Mark Thompson

“Read my lips”

What's wrong

Mark Thompson
Mark Thompson
George Bush Senior
George Bush Senior
Maragret Thatcher
Maragret Thatcher
Donald Trump
Donald Trump
Tony Blair
Tony Blair

Mark Thompson, former director –general of the BBC, now chief executive of the New York Times Company and writes a compellingly, plodding argument free and less controversial    in his “ What’s Gone Wrong With the Language of Politics?” until they reveal hidden flaws or virtues, and can be judged for their political correctness to be part of the public debate whose decline he laments. 

Authenticism is not a synonym for authentic, but quite the opposite, truthiness, which is not “truth” as most people conceive it but a belief that came from common sense ideas that irrespective of evidence, logic or analysis, just feel right. It is the popular belief that comes from “ Fornicate Under Command of the King.”

“Rhetorical rationalism” is  his phrase for a discourse of scientists and officials, is now under sustained attack and is failing, in critical instances to convince a public that no  longer  prepared to grant it automatic respect.

Like George H W Bush’s “Read my lips: no new taxes” in 1988 at the Republican National convention as he accepted the nomination on August 18  written by speechwriter Peggy Noonan, Margaret Thatcher’s renowned  for her no-nonsense turn of phrase  “The lady’s not for turning”  in her speech to the Conservative Party Conference on 10 October 1980, are some of the most memorable political quotes of the last quarter-century. Tony Blair’s quote “ The art of leadership is saying no, not yes. It is very easy to say yes.”  And “ sometimes it is better to lose and do the right thing than to win and do the wrong thing.”

Barack Obama’s quote “Nothing can stand in the way of the power of millions of voices calling for change.” or “you can put lipstick on a pig. It’s still a pig.”

Donald Trump “ If you are going to be truly successful, then set yourself apart from everyone else.
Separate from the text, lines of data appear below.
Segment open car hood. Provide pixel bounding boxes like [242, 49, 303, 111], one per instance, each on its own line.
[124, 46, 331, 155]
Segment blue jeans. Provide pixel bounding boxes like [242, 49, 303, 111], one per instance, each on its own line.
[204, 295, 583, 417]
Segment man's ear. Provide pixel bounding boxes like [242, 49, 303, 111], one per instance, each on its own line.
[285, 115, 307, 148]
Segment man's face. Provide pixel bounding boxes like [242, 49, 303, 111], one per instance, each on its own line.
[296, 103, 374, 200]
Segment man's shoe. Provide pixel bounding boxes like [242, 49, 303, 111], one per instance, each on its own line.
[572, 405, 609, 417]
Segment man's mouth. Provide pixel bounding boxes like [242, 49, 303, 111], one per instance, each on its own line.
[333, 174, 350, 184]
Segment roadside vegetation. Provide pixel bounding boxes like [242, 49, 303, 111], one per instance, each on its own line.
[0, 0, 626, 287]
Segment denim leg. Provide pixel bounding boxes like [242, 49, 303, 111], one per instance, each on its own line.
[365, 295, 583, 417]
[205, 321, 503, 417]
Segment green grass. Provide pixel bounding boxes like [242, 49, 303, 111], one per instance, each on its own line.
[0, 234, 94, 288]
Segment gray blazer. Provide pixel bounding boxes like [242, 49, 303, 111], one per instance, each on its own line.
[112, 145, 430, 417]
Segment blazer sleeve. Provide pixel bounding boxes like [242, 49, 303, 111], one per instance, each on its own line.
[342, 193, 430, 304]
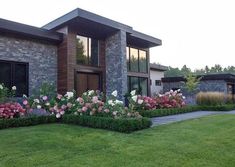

Go beyond the limits of what classifies the average person and be exceptional.” Or “ what separates the winners from the losers is how a person reacts to each new twist of fate.”

In the background is “politics and the English Language”  the influential 1946 essay and “ Animal Farm” by George Orwell  makes a case for a straightforward public speech and its eccentricity.

Thompson Suggests the caveat pricking a bubble of automatic Orwell reference is the difference between British left and right.

The language of Authenticity, which simply a means of allying with part of the electorate through their grievances and their prejudices to instil claims primacy for personal experience and is deeply dismissive of those in power.

American writer and surgeon Atul Gawande whose speech to the California Institute of Technology described science as a “commitment to a systematic way of thinking” that stands in contrast to the wisdom of divinity and experience  and common sense.”

Thompson central focal point is what we know can be based on a variety of non-rational beliefs. A child’s illness can follow an injection, winters are still cold, what is with global warming. Thompson will be content only after we challenge, we get closer to the true nature of things, and to do that we require a much more demanding public discourse than we have at present.

The Galileo was right about the sun revolving around the earth and the Vatican was wrong. The injections on children  especially the MMR  vaccine caused deaths to children and denied them by distrustful mothers.

Bothe Gawande and Thompson see a rejection of scientific evidence as a kind of collective madness or blame the media.

The MMR vaccine debate  where a mum said “ I’m just a mom and I want to keep my baby safe” could have more force than arguments of the scientific establishment.”

Thompson essentially takes a quote from the social anthropologist and climate change think-tank Benny Peiser Director of Global Warming Policy Foundation, “ Fundamentally, these are social, ethical and economic questions that cannot be answered by science alone but require careful consideration by economists and social commentators.”

The continuing demonization of both George W Bush and Tony Blair for the Iraq debacle is, essentially, the product of another shift; from the view of war as  field of honour and duty to one of futility, from the hymn that proclaims “ love that makes undaunted the final sacrifice” to Wilfred Ownes; “ The old Lie: Dulce et Decorum est.

In another passage Thompson writes “ The grip of narrative – of lions led by donkeys, of a country betrayed by its political and military elites – only grew with time”.

Enough Said: What’s Gone Wrong With the Language of Politics? by Mark Thompson, Bodley Head £25/ St Martin’s Press $27.95, 384 pages.